Die Parallele zur Liebe ist, dass es ganz verschiedenartige Bestimmungen und große Unterschiede gibt. Allein schon zwischen der erotischen und der karitativen Seite. Heimat betrifft die ganz persönliche Sphäre, und die Vorstellungen davon sind verschieden. Ich sehe keine Notwendigkeit, dass von amtlicher Seite Vorgaben gemacht oder Weisungen erteilt werden. Die Gefahr ist groß, dass Heimat so popularisierend auf das Gleis biederen Brauchtums gebracht wird.

Wie können wir die Heimat vor dieser Tümelei in unserer offenen Gesellschaft retten?

Indem wir sie ernst nehmen und mit den Lebensverhältnissen aller Menschen im Land in Beziehung bringen.

Hat sie also auch eine soziale Seite?

Ja. Denn eine große Bedeutung hat auch die jeweilige Wohnsituation. Wenn Menschen keinen anständigen und bezahlbaren Wohnraum haben, ist es sehr viel schwieriger, auch ein Heimatbewusstsein zu entwickeln. Denn dort wo ich mich zuhause fühle, ist auch ein Stück Heimat.
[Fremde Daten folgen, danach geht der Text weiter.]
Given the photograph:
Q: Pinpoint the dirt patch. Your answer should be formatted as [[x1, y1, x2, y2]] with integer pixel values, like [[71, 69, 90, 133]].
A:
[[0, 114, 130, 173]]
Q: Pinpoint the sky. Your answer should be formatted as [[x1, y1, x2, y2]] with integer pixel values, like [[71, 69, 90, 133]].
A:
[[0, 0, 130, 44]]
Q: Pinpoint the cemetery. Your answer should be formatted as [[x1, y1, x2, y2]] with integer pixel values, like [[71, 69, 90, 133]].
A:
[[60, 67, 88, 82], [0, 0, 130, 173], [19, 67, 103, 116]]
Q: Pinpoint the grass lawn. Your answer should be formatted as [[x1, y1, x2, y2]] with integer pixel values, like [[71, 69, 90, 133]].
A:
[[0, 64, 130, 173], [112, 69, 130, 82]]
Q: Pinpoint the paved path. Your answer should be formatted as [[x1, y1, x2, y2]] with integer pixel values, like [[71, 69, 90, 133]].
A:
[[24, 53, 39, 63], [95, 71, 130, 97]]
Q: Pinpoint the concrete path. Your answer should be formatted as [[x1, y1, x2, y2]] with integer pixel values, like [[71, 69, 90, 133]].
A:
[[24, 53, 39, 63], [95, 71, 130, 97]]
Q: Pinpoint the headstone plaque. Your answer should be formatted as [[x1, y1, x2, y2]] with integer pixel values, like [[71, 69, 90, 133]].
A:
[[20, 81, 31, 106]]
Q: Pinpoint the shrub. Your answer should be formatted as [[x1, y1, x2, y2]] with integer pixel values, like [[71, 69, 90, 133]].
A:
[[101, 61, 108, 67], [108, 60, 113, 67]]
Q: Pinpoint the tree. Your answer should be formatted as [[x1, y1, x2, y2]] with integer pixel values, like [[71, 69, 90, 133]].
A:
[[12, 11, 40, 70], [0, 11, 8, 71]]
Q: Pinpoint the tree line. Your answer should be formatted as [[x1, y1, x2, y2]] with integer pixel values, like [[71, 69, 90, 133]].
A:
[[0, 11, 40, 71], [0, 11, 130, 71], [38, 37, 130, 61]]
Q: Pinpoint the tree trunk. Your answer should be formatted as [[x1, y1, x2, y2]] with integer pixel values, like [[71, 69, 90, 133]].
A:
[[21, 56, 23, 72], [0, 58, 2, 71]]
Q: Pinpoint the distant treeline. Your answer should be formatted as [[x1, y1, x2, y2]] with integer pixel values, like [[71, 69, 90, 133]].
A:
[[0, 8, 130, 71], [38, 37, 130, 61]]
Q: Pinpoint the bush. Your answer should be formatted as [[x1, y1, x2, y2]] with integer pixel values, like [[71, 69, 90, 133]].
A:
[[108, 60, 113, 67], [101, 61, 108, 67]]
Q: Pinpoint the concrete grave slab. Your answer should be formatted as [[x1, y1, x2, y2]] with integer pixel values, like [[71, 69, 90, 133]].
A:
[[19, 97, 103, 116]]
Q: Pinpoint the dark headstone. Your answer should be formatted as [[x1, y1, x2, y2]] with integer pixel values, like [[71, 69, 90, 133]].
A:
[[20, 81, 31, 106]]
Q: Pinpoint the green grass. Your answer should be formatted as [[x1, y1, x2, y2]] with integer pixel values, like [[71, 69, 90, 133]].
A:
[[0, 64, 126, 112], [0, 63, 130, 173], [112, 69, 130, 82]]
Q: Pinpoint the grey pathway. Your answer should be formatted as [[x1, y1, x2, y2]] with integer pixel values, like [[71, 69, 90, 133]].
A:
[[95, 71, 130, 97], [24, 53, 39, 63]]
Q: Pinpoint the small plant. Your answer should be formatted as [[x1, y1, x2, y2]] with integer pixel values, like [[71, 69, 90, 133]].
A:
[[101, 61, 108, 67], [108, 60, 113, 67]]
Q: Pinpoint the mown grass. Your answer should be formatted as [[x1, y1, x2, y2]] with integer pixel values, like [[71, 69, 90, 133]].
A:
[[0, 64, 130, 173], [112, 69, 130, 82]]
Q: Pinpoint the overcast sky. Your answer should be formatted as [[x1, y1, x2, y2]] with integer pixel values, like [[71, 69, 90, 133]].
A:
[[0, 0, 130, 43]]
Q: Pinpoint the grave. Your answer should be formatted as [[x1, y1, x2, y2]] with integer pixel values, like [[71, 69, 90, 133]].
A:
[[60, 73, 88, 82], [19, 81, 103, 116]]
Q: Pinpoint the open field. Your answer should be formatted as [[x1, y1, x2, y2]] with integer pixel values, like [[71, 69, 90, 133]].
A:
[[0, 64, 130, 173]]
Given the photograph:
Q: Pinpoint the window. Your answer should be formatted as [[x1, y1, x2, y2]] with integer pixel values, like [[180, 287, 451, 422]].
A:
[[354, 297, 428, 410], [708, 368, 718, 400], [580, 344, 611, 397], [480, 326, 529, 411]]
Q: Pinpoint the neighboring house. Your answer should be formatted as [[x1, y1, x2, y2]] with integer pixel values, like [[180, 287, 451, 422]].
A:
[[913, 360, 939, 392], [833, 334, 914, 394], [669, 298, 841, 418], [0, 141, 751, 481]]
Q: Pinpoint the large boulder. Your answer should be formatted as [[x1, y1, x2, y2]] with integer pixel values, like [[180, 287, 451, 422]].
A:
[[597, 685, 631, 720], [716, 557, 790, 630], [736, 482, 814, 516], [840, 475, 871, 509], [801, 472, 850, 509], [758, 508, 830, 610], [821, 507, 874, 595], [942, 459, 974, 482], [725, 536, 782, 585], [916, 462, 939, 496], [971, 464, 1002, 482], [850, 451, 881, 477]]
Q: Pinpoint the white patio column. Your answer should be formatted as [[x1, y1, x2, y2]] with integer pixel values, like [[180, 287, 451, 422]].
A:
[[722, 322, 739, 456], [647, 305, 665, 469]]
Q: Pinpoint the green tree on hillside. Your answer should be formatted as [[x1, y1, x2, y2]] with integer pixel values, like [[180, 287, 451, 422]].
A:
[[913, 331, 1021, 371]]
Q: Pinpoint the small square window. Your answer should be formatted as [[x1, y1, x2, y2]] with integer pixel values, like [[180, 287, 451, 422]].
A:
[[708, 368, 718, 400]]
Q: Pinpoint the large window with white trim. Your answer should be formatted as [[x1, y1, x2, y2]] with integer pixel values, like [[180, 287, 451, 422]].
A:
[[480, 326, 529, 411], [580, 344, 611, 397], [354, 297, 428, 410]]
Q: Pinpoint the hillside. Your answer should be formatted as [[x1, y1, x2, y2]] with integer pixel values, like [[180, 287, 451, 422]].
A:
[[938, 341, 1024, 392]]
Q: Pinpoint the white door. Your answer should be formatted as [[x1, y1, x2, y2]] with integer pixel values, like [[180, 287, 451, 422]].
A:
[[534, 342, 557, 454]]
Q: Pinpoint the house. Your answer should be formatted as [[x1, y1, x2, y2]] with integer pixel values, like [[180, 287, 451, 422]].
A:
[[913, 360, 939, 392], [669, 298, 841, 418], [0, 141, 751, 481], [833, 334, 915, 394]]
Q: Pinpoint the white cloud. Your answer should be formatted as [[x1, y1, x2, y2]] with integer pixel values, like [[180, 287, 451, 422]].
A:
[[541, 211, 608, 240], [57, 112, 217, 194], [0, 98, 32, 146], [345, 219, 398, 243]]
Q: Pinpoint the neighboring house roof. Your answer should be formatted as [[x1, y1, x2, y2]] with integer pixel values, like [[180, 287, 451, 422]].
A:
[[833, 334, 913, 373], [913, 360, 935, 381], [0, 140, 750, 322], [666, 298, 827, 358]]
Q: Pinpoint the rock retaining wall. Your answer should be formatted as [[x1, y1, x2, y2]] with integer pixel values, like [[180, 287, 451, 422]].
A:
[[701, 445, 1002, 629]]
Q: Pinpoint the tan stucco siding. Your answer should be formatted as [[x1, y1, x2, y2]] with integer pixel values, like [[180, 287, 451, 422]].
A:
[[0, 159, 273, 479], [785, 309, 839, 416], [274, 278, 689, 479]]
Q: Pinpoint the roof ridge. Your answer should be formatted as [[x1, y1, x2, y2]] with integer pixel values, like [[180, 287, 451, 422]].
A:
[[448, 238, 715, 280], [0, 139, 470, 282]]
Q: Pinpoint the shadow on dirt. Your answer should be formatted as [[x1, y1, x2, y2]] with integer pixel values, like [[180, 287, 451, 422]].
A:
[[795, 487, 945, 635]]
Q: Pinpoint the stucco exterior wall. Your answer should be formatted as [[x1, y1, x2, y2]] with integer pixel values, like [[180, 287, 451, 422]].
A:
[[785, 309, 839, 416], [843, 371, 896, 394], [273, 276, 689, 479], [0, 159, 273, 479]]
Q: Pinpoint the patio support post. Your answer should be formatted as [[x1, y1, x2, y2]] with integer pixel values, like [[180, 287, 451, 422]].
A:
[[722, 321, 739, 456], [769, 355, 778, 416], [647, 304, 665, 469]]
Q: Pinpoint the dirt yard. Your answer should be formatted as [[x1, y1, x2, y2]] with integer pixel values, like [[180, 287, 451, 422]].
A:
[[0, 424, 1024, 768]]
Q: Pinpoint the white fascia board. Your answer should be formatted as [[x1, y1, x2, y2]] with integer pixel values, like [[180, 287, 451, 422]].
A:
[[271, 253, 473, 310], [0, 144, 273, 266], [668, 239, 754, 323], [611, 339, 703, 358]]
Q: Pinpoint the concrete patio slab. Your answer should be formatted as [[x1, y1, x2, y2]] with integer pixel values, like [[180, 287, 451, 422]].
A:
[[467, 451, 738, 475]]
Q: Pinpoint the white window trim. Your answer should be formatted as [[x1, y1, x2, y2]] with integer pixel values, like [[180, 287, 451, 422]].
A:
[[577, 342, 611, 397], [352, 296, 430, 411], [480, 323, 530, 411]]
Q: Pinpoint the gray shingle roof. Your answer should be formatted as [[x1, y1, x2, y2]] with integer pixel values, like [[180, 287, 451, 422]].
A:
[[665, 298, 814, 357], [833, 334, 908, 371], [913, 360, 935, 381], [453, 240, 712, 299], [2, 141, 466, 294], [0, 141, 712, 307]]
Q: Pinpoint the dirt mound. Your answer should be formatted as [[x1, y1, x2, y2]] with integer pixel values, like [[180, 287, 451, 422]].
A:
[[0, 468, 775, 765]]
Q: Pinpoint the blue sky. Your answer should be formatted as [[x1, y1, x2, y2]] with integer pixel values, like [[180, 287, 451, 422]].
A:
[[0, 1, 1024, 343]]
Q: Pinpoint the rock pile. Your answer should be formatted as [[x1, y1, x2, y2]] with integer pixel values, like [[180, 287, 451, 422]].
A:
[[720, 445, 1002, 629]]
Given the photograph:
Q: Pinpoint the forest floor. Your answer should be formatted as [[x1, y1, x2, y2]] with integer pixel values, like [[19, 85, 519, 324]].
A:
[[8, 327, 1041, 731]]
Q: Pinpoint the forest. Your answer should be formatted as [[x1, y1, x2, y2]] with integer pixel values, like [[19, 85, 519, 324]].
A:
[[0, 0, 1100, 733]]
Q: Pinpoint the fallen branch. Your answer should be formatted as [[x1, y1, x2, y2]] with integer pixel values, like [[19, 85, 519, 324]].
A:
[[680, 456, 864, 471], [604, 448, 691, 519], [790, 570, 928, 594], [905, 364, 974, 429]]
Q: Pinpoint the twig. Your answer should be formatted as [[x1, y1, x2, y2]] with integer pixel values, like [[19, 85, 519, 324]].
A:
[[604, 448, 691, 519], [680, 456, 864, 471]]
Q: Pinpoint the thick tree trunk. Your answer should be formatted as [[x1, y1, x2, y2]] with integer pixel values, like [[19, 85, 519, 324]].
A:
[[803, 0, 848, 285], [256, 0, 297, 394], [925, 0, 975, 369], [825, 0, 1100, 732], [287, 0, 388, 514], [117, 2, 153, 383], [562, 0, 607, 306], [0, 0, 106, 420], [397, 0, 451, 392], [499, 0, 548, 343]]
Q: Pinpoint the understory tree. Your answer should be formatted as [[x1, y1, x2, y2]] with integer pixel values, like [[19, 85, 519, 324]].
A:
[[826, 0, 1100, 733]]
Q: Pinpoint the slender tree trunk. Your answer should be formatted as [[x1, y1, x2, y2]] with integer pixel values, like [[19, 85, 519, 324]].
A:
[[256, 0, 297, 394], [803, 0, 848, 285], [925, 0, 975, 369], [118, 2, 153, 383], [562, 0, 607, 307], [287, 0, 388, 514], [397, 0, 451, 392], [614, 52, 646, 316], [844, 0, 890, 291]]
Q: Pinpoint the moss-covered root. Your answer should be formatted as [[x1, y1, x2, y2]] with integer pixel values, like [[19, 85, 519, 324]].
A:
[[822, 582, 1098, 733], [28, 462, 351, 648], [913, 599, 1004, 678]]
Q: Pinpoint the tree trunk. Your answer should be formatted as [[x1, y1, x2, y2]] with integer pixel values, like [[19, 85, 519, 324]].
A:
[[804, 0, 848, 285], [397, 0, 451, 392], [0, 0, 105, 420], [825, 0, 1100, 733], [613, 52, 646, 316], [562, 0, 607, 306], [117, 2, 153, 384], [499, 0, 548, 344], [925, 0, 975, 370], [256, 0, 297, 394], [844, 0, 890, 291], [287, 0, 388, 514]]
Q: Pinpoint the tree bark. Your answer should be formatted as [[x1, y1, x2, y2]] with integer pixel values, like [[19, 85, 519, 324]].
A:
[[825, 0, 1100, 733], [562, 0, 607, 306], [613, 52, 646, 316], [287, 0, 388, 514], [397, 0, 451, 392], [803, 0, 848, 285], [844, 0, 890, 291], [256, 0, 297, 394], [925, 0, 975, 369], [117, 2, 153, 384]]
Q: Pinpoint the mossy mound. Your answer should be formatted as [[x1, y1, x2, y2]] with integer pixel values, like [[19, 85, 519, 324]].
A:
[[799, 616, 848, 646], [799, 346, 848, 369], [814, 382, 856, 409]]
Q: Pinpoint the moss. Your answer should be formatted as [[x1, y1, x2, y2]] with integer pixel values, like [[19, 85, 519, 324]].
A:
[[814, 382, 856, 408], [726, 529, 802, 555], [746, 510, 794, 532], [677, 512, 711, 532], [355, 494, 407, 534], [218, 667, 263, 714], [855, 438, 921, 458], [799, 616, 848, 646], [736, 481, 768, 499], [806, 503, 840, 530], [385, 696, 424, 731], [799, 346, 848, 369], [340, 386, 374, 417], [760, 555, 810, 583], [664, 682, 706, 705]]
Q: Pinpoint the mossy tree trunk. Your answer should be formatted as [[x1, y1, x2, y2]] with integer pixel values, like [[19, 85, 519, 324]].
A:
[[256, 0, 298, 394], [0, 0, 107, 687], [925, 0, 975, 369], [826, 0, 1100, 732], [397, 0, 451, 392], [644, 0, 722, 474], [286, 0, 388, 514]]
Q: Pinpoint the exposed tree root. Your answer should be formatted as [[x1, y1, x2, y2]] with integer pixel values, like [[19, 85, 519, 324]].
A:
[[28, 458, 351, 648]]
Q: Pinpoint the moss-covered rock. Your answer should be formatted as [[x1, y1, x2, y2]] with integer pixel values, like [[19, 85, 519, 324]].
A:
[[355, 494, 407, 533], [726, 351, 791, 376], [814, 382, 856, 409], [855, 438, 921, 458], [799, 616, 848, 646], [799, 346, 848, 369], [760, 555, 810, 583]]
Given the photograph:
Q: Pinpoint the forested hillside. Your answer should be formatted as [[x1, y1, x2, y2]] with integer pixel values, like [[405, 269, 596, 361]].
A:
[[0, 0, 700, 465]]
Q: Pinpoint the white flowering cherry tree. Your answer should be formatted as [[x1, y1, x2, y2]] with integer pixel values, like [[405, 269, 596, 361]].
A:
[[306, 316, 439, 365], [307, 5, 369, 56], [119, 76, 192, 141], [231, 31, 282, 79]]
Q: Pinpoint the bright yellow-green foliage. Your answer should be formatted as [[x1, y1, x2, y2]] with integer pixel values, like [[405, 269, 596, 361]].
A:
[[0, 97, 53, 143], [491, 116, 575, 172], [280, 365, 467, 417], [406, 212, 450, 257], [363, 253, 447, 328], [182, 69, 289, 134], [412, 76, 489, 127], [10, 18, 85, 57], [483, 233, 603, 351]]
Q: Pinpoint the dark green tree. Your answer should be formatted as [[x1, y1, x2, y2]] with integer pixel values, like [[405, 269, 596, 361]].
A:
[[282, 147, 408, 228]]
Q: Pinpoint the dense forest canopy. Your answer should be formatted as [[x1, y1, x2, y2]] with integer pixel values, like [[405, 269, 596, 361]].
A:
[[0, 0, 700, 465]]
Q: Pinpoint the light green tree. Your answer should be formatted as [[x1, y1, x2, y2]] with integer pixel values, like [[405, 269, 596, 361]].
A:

„Eine große Bedeutung hat auch die jeweilige Wohnsituation.“

Und was ist Ihre Heimat?

Das lässt sich nicht mit einem Wort sagen. Heimat ist vertrautes Gelände, dort, wo ich mich wohl fühle und mich mit den Menschen in meiner Umgebung verstehe.

Sie sind in Aalen aufgewachsen, leben seit Jahrzehnten in Tübingen und Reutlingen.

Ich fühle mich nach der langen Zeit in Reutlingen und Tübingen zuhause. Aber natürlich habe ich zum Ort meiner Kindheit und Jugend nach wie vor eine besondere Beziehung. Ich freue mich zum Beispiel, dass der VfR Aalen in der dritten Fußball-Liga gut dasteht, und ich verfolge die kulturellen Aktivitäten – wie die neuen Bemühungen um den Aalener Christian Friedrich Daniel Schubart – mit Interesse und Sympathie.

Welche Frage können Sie  als Heimatforscher nicht mehr hören?

,Was ist Heimat?‘ Im Ernst: Man sollte nicht zu viel über Heimat diskutieren, denn der wesentliche Gehalt hat viel mit Selbstverständlichkeiten zu tun. Wo soziale Brüche und kulturelle Mängel geheilt werden, handelt es sich um Arbeit für die Heimat, auch wenn dieses Wort nicht fällt.

 

 

 

Zur Person:

Hermann Bausinger ist 1926 in Aalen geboren. Er studierte an der Eberhard-Karls-Universität in Tübingen Germanistik, Anglistik, Geschichte und Volkskunde. Nach seiner Habilitation baute er den Lehrstuhl der Volkskunde zum Institut für Empirische Kulturwissenschaft aus und reformierte, als einer der führenden Wissenschaftler, so die Volkskunde im Nachkriegsdeutschland. Das Ludwig-Uhland-Institut leitete er von 1960 bis zu seiner Emeritierung im Jahr 1992.